If the point of any government or society is to help people to buy rather than rent, then when rents fall, it becomes harder to do so.
The desire to purchase a real estate asset becomes less attractive, especially as rents typically fall in times of economic sluggishness, which in turn implies job insecurity levels are rising.
Liberal payment plans affect banks, sellers and buyers
Historically, increasing the pool of first-time real estate purchasers has been achieved through government incentives, such as lowering the cost through tax breaks. In Dubai, we have seen the private sector respond to falling rents by resorting to liberalised payment plans. The nature of these elongated post-handover payment schemes have entailed developers playing the role of banks.
As such payment plans proliferate throughout the ready sector. Individuals have also started resorting to the same mechanism as a way to sell, such that for the potential buyer, the EMI payments start to approach the monthly payments they would need to pay the banks, without the onerous burden of the upfront down payment banks require.
In such an environment, two obvious conclusions accrue.

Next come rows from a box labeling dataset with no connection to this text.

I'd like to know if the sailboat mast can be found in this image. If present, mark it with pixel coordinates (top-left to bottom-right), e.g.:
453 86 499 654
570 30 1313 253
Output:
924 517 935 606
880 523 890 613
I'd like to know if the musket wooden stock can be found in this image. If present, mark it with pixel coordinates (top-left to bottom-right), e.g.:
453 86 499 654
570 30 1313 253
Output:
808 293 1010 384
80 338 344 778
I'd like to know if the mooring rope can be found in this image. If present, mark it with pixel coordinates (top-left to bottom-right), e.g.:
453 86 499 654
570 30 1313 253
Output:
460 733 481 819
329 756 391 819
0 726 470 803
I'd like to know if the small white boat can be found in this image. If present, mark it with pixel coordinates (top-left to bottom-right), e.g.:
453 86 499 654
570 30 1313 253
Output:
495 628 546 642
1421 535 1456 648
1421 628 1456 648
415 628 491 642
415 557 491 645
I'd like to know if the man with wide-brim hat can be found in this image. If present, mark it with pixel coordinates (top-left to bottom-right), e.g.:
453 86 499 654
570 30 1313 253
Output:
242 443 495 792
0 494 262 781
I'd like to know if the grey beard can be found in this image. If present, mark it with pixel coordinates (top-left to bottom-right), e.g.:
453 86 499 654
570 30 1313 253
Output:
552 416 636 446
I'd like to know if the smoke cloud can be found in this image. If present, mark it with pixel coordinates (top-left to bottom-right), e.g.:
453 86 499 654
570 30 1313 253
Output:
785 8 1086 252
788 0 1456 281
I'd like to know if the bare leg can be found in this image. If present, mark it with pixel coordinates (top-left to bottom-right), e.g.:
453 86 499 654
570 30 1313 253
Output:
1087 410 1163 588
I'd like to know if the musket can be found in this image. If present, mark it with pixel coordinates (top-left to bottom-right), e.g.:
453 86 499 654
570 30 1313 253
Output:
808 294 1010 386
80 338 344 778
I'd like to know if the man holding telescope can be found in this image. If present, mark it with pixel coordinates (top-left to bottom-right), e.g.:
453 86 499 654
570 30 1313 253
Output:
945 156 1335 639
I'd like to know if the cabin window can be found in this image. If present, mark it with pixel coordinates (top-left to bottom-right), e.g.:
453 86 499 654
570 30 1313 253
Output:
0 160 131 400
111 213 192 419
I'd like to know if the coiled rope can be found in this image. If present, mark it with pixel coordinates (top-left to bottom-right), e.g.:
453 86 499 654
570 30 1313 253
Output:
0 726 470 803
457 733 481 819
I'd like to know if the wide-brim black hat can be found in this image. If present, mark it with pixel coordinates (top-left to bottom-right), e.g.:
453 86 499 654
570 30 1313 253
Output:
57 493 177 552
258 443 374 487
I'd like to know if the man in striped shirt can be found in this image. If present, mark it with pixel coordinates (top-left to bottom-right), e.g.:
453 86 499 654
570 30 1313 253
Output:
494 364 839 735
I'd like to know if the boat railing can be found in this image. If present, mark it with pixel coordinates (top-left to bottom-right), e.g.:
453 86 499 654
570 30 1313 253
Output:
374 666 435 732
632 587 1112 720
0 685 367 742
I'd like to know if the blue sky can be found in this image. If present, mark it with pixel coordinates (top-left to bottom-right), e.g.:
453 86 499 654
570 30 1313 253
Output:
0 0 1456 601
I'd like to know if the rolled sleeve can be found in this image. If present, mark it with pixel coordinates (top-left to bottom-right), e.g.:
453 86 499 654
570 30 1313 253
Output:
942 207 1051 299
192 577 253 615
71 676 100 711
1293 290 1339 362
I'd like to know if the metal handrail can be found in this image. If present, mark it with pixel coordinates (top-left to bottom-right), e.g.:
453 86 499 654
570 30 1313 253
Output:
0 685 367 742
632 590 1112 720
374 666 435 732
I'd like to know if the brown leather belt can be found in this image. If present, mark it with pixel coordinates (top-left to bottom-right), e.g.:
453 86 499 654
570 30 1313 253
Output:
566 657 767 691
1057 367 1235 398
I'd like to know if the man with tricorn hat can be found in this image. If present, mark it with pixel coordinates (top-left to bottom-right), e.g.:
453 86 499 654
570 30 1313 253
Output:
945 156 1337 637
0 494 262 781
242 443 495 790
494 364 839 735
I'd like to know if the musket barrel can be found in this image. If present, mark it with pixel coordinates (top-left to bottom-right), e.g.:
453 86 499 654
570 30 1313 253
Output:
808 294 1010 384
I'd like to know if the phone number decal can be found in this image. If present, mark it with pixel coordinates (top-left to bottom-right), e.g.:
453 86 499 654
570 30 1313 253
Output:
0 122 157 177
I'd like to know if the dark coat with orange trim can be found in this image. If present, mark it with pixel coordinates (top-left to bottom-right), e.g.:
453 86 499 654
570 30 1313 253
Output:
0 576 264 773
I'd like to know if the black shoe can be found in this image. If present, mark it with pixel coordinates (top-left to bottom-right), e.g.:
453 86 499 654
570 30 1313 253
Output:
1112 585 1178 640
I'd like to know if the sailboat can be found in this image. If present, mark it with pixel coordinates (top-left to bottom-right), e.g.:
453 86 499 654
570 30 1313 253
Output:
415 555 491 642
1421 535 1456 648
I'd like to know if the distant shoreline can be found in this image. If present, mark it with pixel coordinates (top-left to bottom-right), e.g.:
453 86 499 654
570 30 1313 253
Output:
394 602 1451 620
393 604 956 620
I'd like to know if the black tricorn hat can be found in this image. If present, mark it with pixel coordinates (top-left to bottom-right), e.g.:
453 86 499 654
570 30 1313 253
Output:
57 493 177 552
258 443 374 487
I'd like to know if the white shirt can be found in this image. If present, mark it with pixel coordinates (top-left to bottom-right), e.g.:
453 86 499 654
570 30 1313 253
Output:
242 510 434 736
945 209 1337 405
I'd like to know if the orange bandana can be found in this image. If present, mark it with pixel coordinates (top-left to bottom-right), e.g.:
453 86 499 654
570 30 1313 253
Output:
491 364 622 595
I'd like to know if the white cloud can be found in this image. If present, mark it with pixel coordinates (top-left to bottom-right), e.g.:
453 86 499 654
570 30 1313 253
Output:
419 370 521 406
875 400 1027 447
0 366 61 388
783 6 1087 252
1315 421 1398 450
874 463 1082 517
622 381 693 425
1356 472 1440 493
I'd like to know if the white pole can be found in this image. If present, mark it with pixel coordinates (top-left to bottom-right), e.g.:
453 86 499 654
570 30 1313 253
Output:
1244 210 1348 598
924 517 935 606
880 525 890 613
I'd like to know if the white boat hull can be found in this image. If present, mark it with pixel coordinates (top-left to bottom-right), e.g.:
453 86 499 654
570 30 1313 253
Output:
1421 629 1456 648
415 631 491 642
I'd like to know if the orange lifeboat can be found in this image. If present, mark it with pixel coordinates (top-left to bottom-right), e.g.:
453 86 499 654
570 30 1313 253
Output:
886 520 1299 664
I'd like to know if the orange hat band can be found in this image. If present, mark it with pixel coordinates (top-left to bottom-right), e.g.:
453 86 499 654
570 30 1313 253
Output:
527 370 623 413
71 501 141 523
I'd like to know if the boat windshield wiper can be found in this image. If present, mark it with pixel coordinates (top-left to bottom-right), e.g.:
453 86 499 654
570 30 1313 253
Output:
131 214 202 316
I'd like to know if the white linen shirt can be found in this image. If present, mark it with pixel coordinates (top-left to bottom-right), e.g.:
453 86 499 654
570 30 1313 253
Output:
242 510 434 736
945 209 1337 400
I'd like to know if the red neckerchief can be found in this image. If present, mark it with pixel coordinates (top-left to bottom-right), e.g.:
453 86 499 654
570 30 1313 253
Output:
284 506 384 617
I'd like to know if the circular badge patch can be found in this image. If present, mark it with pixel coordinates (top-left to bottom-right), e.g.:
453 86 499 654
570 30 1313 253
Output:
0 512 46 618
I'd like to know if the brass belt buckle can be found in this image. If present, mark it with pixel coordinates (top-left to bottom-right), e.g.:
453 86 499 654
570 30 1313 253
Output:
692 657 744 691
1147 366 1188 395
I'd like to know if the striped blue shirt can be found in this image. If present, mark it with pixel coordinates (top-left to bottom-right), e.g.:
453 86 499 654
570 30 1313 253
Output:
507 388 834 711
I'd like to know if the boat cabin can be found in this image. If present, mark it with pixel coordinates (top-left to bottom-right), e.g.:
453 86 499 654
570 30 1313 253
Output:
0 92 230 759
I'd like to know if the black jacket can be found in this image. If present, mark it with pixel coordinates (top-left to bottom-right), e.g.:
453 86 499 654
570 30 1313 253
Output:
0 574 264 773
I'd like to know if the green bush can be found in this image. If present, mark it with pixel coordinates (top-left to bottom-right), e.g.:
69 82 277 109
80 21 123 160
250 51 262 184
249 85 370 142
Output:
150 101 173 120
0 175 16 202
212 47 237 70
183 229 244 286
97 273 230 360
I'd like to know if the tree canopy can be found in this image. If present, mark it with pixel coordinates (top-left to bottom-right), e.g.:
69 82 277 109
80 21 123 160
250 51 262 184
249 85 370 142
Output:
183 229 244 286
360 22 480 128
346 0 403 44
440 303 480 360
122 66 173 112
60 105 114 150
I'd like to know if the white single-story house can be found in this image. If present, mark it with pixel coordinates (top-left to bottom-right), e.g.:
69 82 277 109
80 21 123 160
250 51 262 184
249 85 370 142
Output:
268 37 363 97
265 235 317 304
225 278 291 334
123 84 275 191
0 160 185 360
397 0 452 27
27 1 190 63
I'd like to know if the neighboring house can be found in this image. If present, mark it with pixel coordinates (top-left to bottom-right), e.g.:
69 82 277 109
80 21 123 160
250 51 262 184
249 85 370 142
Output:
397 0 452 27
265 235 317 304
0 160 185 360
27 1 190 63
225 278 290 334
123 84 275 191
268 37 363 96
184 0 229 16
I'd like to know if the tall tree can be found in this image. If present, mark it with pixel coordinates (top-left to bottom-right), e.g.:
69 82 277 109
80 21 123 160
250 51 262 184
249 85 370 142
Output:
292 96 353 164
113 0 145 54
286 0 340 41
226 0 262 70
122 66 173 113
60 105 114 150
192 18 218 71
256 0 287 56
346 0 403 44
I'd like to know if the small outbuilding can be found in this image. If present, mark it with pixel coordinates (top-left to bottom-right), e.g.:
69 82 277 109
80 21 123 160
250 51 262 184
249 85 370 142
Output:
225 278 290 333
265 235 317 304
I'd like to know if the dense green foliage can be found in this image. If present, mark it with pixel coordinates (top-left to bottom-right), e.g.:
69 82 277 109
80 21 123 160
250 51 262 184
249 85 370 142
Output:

The first is that banks start to face competition in the secondary market from individuals who incentivise a new pool of buyers to offload their properties with schemes that become statistically indistinguishable from monthly EMI payments. Instead, banks have become increasingly inclined to lend to large-scale developers, who then in turn indulge in “cost of money” and regulatory arbitrage when they turn around and offer units at instalments banks are unable to compete with.
The second is that as default rates start to occur, developers and individual sellers are incentivised to resell their property at lower rates, as they have already received part of their sale price from the defaulting party. In current economic conditions, the temptation to offer longer duration payment plans (which goes hand in hand with marking prices higher) is checked by the presence of default rates that will inevitably occur. This incentivises the seller to re-offer the unit at a price that is lower by the amount of instalments hitherto received.
Length of plan and downpayment affect price
Not factoring in legal costs, the resultant price action that is observed becomes increasingly erratic with a wide variance, as potential buyers look at prices that are all over the place for factors that have nothing to do with either location, size, view or build quality. Instead, price action is being dominated by the length of the payment plan and the down payment being offered, which in a number of instances has already reached zero.
This implies that as default rates start to occur, prices variance will become even more diverse, with such payment plans chipping away at the margins of those that have purchased assets at prices and payment terms that were less liberal only a couple of years ago, at the expense of those who have already invested.
Can regulation help?
Regulation could perhaps come to the rescue at this stage. Rather than allow developers to mark up their prices to include the cost of the loan (and assume higher default risk at the same time), what could perhaps happen is the evolution of a tripartite contract that would delineate the cost of the unit from the loan that is being extended and at what terms.
This tripartite contract could then identify the cost of the loan being paid for by the developer up until the point the buyer assumes the loan from the bank. Such a mechanism would then move the risk of default from the developer’s balance-sheets on to the banks (where it belongs) without any cost to the buyer, as well as remove the temptation of existing unit owners from offering individualised payment plans on their own to compete with developers.
If all of this sounds needlessly complicated, bear in mind that either an investor owns a property or the end user does. The investors will only return to the market if they are incentivised to do so and that can only happen if they believe that over the longer term the prospect of capital gains will not be eroded by developers - that double up as banks and make it impossible for exiting investors to exit without resorting to the same.
The only issue worth debating is to put into place a mechanism that scales more efficiently than the one being practised. If the goal is to increase home ownership, then it is clear there are better ways to achieve the same in a systemic manner that is a non zero-sum game.
The government has already resorted to addressing demand-side incentives that are making the market more vibrant, as evidenced by rising transactional activity. Supply side issues through more efficient pricing mechanisms appear to be the logical next step in the evolution of the real estate market.
— Sameer Lakhani is Managing Director at Global Capital Partners.